Quasi-Dynamic Simulations (QDS)¹ provide profile busbar load flow variations across the grid, for the 24-hour period. Variations in real and reactive power flow were recorded over a 24-hour period. Time static load flows informed by the QDS, were performed at maximum and minimum network load. This activity allows for assessment at time of high load and low load. Benefit is derived from aggregated profiled information rather than assumed high and low load approximations. Bus results together with real and reactive power flow results were recorded, through a grid summary report.

4.7.3 Defining power system busbars

The method of defining identifies load and non-load (network) busbars suitable for DG connection.

Table 4-1 describes the convention applied for defining load and network busbars. This enables quick identification of suitable busbars on large utility networks.

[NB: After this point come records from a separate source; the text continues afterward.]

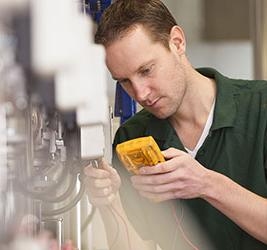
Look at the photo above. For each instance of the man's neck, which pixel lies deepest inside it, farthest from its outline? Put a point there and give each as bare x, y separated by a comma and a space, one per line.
190, 119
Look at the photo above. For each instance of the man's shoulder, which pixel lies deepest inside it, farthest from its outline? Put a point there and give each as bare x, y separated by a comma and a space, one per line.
249, 86
135, 127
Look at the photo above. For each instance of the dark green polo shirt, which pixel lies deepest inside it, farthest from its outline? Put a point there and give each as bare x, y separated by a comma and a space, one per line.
236, 147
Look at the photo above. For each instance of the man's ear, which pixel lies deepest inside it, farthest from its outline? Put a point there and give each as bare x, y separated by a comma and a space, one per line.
177, 40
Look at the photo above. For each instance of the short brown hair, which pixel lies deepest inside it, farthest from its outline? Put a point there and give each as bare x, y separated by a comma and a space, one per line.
123, 15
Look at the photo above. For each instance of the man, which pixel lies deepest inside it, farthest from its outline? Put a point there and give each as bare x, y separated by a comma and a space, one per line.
211, 130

Table 4-1: Defining Busbars for Optimal DG Placement

Code Full Description of busbar Description of Definition MV LB Medium Voltage Load Bus Load directly on busbar MV NB Medium Voltage Network Bus Supplies MV LB HV LB High Voltage Load Bus Load directly on busbar

HV NB High Voltage Network Bus Supplies HV LB

EHV NB Extra High Voltage Network Bus Supplies EHV LB

4.7.4 Ranking power system busbars

Ranking the power system busbars was achieved by performing a 3-phase fault simulation, using the IEC 60909 [89] method. This provides a sign of busbar robustness to disturbances. Busbar ranking predicts DG sizing. Three to four percent of busbar fault level sizes the DG connection.

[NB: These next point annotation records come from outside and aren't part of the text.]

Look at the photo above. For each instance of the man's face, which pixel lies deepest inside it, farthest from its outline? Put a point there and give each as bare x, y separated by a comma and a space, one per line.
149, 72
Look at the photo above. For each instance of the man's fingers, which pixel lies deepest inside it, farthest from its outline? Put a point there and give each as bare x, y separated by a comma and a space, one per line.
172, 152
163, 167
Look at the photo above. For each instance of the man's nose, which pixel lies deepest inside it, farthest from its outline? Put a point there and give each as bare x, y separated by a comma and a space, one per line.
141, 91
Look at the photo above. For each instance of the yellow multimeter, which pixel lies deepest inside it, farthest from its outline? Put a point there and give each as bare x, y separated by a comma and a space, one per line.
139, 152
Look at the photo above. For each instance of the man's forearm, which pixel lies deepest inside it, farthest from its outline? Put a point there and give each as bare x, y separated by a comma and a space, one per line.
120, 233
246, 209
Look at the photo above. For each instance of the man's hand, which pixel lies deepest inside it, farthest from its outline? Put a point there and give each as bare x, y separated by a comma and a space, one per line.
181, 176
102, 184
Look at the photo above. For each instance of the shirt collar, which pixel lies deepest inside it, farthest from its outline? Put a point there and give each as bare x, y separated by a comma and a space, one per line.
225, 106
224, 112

The ratio of rated DG to system fault level is used as a proxy for percentage voltage disturbance.

This ensures in-specification of voltage variation, subject to pre-DG loss voltages.

Table 4-2 presents busbars ranking based on fault level.

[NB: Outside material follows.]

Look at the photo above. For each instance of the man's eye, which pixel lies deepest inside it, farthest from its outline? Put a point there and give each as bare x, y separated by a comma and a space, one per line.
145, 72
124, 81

1 A QDS is a time series load flow simulation performed at hourly intervals over a 24-hour period.

Table 4-2: Ranking Busbars Code 3  Fault level Max RE Size

MV LB 200 MVA 8 MVA

MV NB 300 MVA 12 MVA

MV NB 500 MVA 20 MVA

HV NB 625 MVA 25 MVA

4.7.5 Profiling power system busbars for DG sizing

Profiling load and network busbars to DG profiles classifies the expected impact of load and loss decrease. Profiling informs the degree of reverse power flow. Load busbars are assigned dominant downstream load profiles. Network busbars are assigned aggregated downstream load profiles.

Prefixing “A” to the profile category supports analysis in large systems. QDS supports profiling.

Table 4-3: Profiling Busbars Code Load Profile DG Profile

MV LB Rural Solar PV (SPV)

MV LB Bulk SPV

MV LB Munic SPV

HV NB A_Rural SPV

EHV NB A_Bulk SPV

Table 4-3 is populated with only SPV.

4.7.6 Activating DG for placement

Power Factory variation and expansion stages were configured using standardized solar PV generation models. DG connections arranged by voltage are connected to load and network busbars. Each bus was assigned a generation day. No two busbars had more than one generation connection. Size DG according to ranking. Match generator transformers to generation output.

Configure the station controller to deliver unit power factor at the point of connection. Ensure solar PV farm delivers rated unity power (accounting for farm losses) at the point of connection.

DIgSILENT Programming Language (DPL) script ensured efficient and effective case file set up.

4.7.7 Evaluate DG sizing for voltage variation

Voltage variation tests carried out on load and network busbar confirms Grid Code requirement for loss of generation. Valid voltage variation results confirm continuation for QDS and static time based load flow. Results are generated by running a DPF grid and system summary report. Invalid voltage variation results warrant reduction in sizing of DG and repeating the activity.

4.7.8 Optimal selection process

Selection compared pre- and post-DG results aimed at optimum placement to reduce grid losses.